The most common sleep-related condition found among truck drivers is sleep apnea. In fact, almost one-third of commercial drivers have some form of this condition. People with sleep apnea have trouble breathing at night, which negatively affects their ability to sleep soundly.

 

Poor sleep leads to fatigue and an inability to concentrate. This puts both the truck driver and other drivers at potentially life-threatening risk, especially if sleep apnea goes undiagnosed or untreated. The Virginia Tech Transportation Institute found that “Truck drivers who have obstructive sleep apnea and who do not attempt to adhere to a mandated treatment program have a fivefold increase in the risk of a severe crash.”

 

Being diagnosed with sleep apnea doesn’t mean you immediately have to give up your CDL. Sleep apnea is treatable (most often with CPAP therapy), so talking through options with your doctor is key.
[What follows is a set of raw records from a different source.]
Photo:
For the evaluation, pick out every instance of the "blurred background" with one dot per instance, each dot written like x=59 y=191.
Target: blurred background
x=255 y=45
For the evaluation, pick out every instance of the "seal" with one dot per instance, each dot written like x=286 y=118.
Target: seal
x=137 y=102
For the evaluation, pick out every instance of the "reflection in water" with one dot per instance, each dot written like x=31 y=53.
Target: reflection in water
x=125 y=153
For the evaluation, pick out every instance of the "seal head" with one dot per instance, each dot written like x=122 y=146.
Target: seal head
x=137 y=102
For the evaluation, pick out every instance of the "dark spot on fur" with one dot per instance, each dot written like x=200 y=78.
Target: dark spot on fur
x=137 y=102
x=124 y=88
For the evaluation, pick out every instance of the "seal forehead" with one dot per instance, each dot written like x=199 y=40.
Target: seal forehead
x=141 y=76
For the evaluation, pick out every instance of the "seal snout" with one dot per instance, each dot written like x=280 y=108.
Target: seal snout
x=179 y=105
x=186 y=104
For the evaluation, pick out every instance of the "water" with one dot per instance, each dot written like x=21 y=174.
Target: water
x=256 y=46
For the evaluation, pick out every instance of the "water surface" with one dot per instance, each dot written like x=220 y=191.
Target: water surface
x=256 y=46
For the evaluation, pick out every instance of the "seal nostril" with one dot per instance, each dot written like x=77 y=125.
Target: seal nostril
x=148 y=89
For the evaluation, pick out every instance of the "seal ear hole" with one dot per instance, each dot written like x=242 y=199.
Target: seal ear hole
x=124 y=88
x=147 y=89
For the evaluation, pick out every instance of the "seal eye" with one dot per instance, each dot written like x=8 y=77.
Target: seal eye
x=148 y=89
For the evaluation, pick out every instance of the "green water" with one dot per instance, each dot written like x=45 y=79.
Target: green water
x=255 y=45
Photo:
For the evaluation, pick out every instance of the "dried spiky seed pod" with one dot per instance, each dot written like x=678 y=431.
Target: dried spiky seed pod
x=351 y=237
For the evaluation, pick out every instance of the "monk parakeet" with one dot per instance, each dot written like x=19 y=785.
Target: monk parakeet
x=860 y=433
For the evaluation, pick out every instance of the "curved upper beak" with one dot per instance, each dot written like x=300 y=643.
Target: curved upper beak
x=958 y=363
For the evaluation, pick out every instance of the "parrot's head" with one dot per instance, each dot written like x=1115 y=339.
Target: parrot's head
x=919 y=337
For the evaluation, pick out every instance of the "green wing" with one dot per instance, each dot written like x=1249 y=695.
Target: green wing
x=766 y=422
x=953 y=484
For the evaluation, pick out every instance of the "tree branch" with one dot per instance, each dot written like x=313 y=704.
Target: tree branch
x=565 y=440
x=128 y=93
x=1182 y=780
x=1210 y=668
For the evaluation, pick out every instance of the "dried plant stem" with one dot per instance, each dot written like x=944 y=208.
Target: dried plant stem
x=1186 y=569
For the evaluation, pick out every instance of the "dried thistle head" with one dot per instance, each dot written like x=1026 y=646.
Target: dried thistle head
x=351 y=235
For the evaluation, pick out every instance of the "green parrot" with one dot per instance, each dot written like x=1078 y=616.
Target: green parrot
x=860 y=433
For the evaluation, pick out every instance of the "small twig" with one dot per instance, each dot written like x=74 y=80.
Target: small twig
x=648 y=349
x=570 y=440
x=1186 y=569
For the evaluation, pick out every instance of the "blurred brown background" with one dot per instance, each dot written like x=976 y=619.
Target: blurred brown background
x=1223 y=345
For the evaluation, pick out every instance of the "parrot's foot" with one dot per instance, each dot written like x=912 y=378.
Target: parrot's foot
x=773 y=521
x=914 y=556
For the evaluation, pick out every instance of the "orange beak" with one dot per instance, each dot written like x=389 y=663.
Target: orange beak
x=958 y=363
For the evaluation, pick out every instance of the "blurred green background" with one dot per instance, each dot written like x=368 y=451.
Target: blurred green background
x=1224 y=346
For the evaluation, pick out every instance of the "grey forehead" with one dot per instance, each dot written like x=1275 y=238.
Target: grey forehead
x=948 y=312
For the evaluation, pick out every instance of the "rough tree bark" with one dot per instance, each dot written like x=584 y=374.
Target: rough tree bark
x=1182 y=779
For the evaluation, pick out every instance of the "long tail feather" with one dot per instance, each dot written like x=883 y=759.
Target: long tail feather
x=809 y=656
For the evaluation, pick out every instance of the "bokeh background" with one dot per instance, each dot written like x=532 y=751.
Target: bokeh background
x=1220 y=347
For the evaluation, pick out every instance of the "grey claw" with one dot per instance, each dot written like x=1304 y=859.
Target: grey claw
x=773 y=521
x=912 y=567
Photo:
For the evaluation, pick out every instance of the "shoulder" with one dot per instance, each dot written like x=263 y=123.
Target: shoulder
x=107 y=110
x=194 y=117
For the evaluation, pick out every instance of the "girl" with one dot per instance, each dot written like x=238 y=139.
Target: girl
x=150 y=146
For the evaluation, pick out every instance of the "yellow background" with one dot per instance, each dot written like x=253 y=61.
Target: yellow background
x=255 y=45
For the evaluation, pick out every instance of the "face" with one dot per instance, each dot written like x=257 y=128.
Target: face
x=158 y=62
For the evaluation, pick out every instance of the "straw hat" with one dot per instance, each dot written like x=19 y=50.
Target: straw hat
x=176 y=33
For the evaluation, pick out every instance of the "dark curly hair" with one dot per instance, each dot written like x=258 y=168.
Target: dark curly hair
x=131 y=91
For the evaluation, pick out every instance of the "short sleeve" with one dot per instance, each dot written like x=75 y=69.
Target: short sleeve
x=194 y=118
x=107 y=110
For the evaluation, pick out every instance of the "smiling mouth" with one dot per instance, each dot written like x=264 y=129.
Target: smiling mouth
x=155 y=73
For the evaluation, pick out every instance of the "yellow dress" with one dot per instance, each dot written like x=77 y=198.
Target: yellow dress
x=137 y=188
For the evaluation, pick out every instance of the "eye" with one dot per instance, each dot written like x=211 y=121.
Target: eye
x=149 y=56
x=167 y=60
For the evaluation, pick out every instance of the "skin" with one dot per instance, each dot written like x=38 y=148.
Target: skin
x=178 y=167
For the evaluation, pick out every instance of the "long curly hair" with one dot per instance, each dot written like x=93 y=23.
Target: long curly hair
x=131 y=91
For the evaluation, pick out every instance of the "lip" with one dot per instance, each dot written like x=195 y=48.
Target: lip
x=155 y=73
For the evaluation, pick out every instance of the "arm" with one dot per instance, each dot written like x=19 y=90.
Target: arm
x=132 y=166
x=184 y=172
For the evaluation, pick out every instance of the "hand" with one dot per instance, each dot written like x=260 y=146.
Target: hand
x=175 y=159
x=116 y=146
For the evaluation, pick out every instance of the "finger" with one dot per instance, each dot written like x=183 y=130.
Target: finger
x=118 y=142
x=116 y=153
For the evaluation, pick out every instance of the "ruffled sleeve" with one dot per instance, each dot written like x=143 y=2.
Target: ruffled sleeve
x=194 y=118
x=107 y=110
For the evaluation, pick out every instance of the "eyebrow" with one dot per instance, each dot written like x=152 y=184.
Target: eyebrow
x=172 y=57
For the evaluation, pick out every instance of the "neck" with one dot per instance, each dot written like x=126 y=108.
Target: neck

As long as you are actively treating your condition and have the right medical documentation on file with your company, you should be able to continue operating your vehicle safely.


Vision tests

Unsurprisingly, excellent vision is extremely important for truck drivers. You rely on your eyesight to see you through traffic jams, snow, rain, and dark nights — in other words, good vision keeps you safe!

The current FMCSA lists its vision standards as follows:

  • 20/40 acuity in each eye, with or without corrective lenses
  • at least 70 degrees peripheral vision
  • the ability to recognize the colors of standard traffic signals

 

Drivers don’t need to have naturally good eyesight to pass the DOT exam, but they do need to have corrective vision (whether glasses or contact lenses) with up-to-date prescriptions. Regular vision screenings between DOT exams will help ensure your prescription is always right.

someone out of frame pointing at a letter on an eye exam test

Taking your health seriously isn’t just good for you in the long run; it’s good for your truck-driving career, too. Make a habit of addressing any medical concerns in between DOT exams and you’re on your way to always passing with flying colors.